Brow Beat

It’s Easy to Paint Fan Culture as Out of Control and Entitled. But Is It Really So Bad if Fans Have a Say in What Happens in Hollywood?

Marvel's Avengers assemble to take on Loki.
Marvel’s Avengers take on Loki.

Zade Rosenthal/Marvel Studios/Paramount Pictures

In a much-shared essay called “Fandom Is Broken,” the critic Devin Faraci argued earlier this week that contemporary fan culture has become dominated by feelings of entitlement. Where there’s always been “a push and a pull between creator and fan,” Faraci wrote, now fans approach stories like they’re Meg Ryan in When Harry Met Sally, expecting every dish to be prepared to their precise instructions. The trouble, he says, is “[T]hat isn’t how art works, and that shouldn’t be how art lovers react to art. They shouldn’t be bringing a bucket of paint to the museum to take out some of the blue from those Picassos, you know?”

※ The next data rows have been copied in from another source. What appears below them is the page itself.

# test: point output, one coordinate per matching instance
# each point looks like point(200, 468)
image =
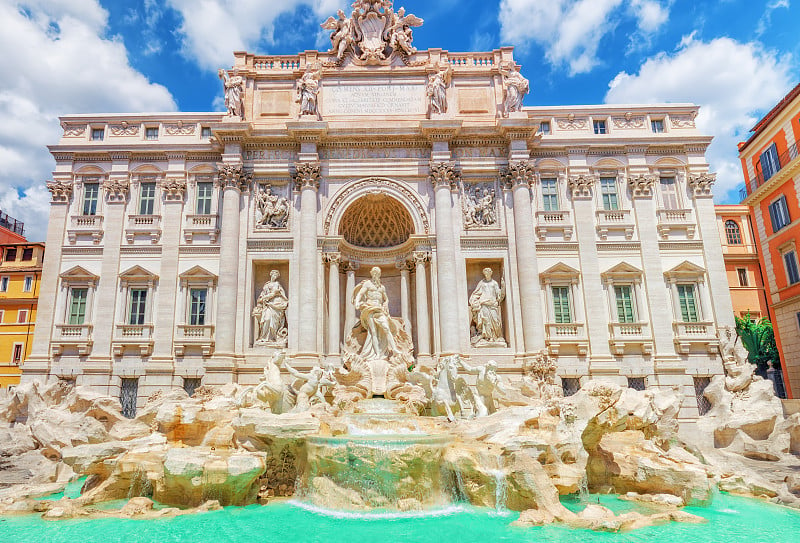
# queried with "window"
point(792, 273)
point(137, 306)
point(669, 192)
point(204, 191)
point(16, 357)
point(637, 383)
point(91, 191)
point(608, 189)
point(769, 162)
point(733, 234)
point(550, 194)
point(742, 273)
point(600, 127)
point(561, 307)
point(197, 306)
point(147, 198)
point(77, 305)
point(779, 214)
point(625, 304)
point(687, 301)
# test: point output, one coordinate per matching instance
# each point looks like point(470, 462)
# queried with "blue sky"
point(736, 58)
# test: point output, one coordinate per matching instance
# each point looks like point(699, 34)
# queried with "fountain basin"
point(368, 472)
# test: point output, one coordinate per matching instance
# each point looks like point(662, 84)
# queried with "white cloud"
point(732, 82)
point(571, 30)
point(56, 59)
point(212, 29)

Especially in the world of genre, fan entitlement can be an ugly, and sometimes appalling, thing. Devotees of the original Ghostbusters have been hurling sexist invective at the female-fronted remake for months, and critics who lodge complaints against comic-book movies or popular video games regularly find themselves receiving death threats. All ostracized teenage geeks grow up believing they’d never treat people so poorly if they were in charge, but having achieved cultural dominance, many have now opted to replicate the bullying behavior they once despised.

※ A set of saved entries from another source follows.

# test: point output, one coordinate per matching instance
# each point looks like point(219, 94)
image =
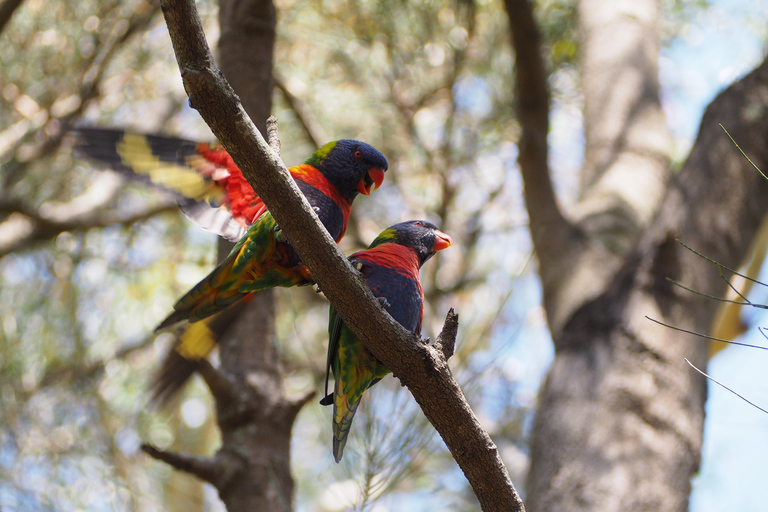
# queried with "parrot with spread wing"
point(390, 267)
point(213, 193)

The culprit, or at least the primary catalyst, is social media, which has placed once-invisible consumers on equal footing with the people who make the things they love. Where artistic feedback used to be the province of the “truly committed”—the fans who took the time to write a letter or traveled to a convention to meet artists in person—now, of course, anyone with an internet connection has access to a megaphone.

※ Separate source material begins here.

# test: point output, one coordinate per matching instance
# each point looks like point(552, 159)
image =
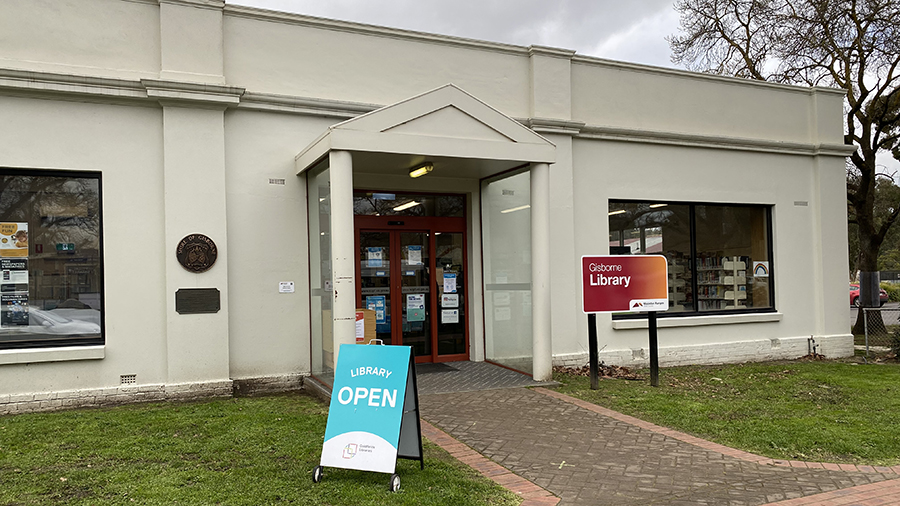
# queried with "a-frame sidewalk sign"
point(373, 418)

Fans didn’t come up with the idea that their opinion matters all on their own. In comics, they’ve been part of the conversation for decades, and as the comic-book aesthetic has increased its sway over the culture at large, comic-book fandom has become the template for fandom as a whole. At Comic-Con, fans aren’t just consumers: They’re shareholders, actively courted by the likes of J.J. Abrams and Zack Snyder. Logos, costumes, and long-range plans are rolled out for their approval. When a Hollywood studio puts its money behind the latest iteration of Superman or Captain America, it’s not just paying for a familiar character. It’s buying into decades, even generations, of fan involvement. But that deep-seated attachment, so difficult to create from scratch, comes with a catch. Please the fans, and you’ve got an army of unpaid promoters on your side. Anger them, and you’re all but sunk. So it is that Tom Hiddleston winds up in front of a jam-packed hall in the San Diego Convention Center, addressing the crowd in character as the Marvel Cinematic Universe’s Loki. On her Twitter feed, Kristen Warner, an academic and critic who wrote a book on the politics of racial representation on TV, drew an analogy with the musical Little Shop of Horrors: Fans are the carnivorous plant, Audrey II, but the movie studios and the comic-book companies are the ones acceding to its demands for fresh blood, feeding a hunger that only grows the more it’s catered to.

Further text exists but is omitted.